In the early days, it appeared that Oculus was taking a hardware and platform approach—’if you build it, [content creators] will come.’ But now with some 250 employees and the backing of Facebook, Oculus has begun working on first-party games, and is now experimenting with cinematic VR experiences in a newly revealed internal ‘Story Studio’ group. The first glimpse of the studio’s work, Lost, a CG VR short film, will be shown at this week’s Sundance Film Festival.
Oculus CEO Brendan Iribe told me that while the company is “absolutely still all about games,” Story Studio, based in SF away from the core Oculus group, came about as a necessary touchstone for interfacing with cinema creatives.
“When we started to show people [the Oculus Rift] in Hollywood, their question was ‘how do we get started?’… We said ‘you pick up these gaming tools like Unity or Unreal and you start making something’ but that’s not natural for [cinema creatives],” he said.
So about a year ago the company started looking for people to form a small internal team to explore real-time CG cinema in virtual reality.
“It took us four or five months just to find the first two or three guys to lead the project. They started building the team… it’s a little less than a dozen members so far,” Iribe said.
Saschka Unseld, former Director and Layout Artist at Pixar, is the Creative Director of Story Studio. From our digging we found that the studio involves at least four other former Pixar employees: Maxwell Planck, Technical Director, former Global Technology Supervisor at Pixar; Inigo Quilez, Visual Effects Supervisor, former Technical Director at Pixar; Deputy CG Supervisor Chris Horne, former Technical Director at Pixar; and Animation Supervisor Ramiro Lopez Dau, former Animator at Pixar.
Iribe praised the work that’s been done on live-action VR up to this point, but said that the lack of pioneers working with real-time CG cinema experiences partly prompted the formation of Story Studio.
“Right now the focus is to support and inspire the community—share with them everything we’re doing, opening it all up,” said Iribe. “Over the next two months, we’re hoping to educate the community on how we did this and how we got started. We still have a ways to go before people are making longer film experiences.”
The public’s first glimpse of Story Studio’s work will be Lost, a real-time CG VR short film, debuting this evening at the Sundance Film Festival. The company isn’t talking about what Lost is all about just yet, but has said that it’s an experience of some four minutes, depending upon how the user interacts with the film.
“What [Story Studio was] able to create in a short period of time turned out to be really neat and compelling,” Iribe told me. “They really worked in earnest over the last 6 months to find out how to make this work.”

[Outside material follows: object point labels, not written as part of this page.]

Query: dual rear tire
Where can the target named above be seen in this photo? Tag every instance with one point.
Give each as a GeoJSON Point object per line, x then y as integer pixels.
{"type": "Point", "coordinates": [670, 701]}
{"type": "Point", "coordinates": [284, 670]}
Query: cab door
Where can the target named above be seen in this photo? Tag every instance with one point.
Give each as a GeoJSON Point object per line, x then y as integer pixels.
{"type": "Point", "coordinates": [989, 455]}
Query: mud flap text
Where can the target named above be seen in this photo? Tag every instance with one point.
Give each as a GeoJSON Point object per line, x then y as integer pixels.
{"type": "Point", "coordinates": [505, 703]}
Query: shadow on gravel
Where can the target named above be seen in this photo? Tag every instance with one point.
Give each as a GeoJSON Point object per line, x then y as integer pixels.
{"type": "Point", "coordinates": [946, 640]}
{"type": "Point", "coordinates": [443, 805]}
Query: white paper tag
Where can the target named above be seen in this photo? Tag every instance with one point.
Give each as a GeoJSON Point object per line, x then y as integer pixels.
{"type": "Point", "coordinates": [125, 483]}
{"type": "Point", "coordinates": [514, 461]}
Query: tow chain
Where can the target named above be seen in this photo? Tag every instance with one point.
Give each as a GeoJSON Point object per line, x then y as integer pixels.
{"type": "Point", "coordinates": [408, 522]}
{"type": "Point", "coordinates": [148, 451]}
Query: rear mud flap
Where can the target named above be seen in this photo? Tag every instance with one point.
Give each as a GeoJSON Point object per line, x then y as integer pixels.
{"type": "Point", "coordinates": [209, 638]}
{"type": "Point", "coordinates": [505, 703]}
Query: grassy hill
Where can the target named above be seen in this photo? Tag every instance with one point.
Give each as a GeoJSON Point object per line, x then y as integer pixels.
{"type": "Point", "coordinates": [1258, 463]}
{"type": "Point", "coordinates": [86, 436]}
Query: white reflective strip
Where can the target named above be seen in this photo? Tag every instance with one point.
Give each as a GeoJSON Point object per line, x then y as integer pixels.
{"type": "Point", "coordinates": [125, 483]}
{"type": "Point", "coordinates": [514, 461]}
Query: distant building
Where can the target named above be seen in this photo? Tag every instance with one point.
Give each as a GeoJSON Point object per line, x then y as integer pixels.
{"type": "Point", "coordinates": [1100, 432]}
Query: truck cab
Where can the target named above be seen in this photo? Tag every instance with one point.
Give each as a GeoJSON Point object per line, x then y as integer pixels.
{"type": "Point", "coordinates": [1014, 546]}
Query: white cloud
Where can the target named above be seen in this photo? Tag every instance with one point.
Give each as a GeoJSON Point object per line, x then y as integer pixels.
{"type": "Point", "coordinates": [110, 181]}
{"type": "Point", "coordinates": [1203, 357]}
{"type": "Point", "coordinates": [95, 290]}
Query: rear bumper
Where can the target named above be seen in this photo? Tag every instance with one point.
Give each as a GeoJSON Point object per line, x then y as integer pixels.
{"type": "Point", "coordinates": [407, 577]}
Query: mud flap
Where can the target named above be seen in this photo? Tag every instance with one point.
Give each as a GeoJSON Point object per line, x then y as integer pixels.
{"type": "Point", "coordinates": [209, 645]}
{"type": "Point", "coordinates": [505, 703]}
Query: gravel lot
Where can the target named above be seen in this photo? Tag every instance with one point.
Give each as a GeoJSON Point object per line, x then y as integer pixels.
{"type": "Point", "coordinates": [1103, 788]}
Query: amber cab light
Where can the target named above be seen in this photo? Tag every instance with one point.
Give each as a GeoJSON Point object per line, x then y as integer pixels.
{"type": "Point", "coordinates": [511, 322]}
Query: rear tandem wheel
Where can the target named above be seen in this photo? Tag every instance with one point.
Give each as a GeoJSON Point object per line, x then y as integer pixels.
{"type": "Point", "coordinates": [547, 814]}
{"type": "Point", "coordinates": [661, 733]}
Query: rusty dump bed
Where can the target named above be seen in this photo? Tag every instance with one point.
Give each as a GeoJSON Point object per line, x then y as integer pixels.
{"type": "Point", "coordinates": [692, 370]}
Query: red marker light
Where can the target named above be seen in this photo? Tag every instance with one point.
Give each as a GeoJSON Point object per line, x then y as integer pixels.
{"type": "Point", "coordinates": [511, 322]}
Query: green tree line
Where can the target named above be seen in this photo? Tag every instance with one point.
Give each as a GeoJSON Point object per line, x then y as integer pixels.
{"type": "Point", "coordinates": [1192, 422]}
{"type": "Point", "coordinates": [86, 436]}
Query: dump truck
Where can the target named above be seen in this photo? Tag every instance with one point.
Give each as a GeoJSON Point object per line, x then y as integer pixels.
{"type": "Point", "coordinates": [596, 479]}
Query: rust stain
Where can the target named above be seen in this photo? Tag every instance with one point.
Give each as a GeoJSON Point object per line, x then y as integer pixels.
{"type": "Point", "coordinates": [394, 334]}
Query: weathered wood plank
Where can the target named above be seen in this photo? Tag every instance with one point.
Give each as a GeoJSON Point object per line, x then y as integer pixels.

Iribe said that the company would show Lost on the latest Rift Crescent Bay prototype at future events like GDC. He also mentioned that Story Studio has multiple projects in the works and that “[Oculus plans] to make all of this available on the Oculus Rift CV1.”
As the world of real-time CG VR cinema evolves (and becomes an ever increasing mouthful), Iribe posits a melding of cinema and game experiences.
“This is cinema running in a game engine in real time. We see games focusing on core game mechanics and at different times having these cinematic experiences in them. For Oculus it’s all about running in real-time in VR and delivering a really comfortable experience.”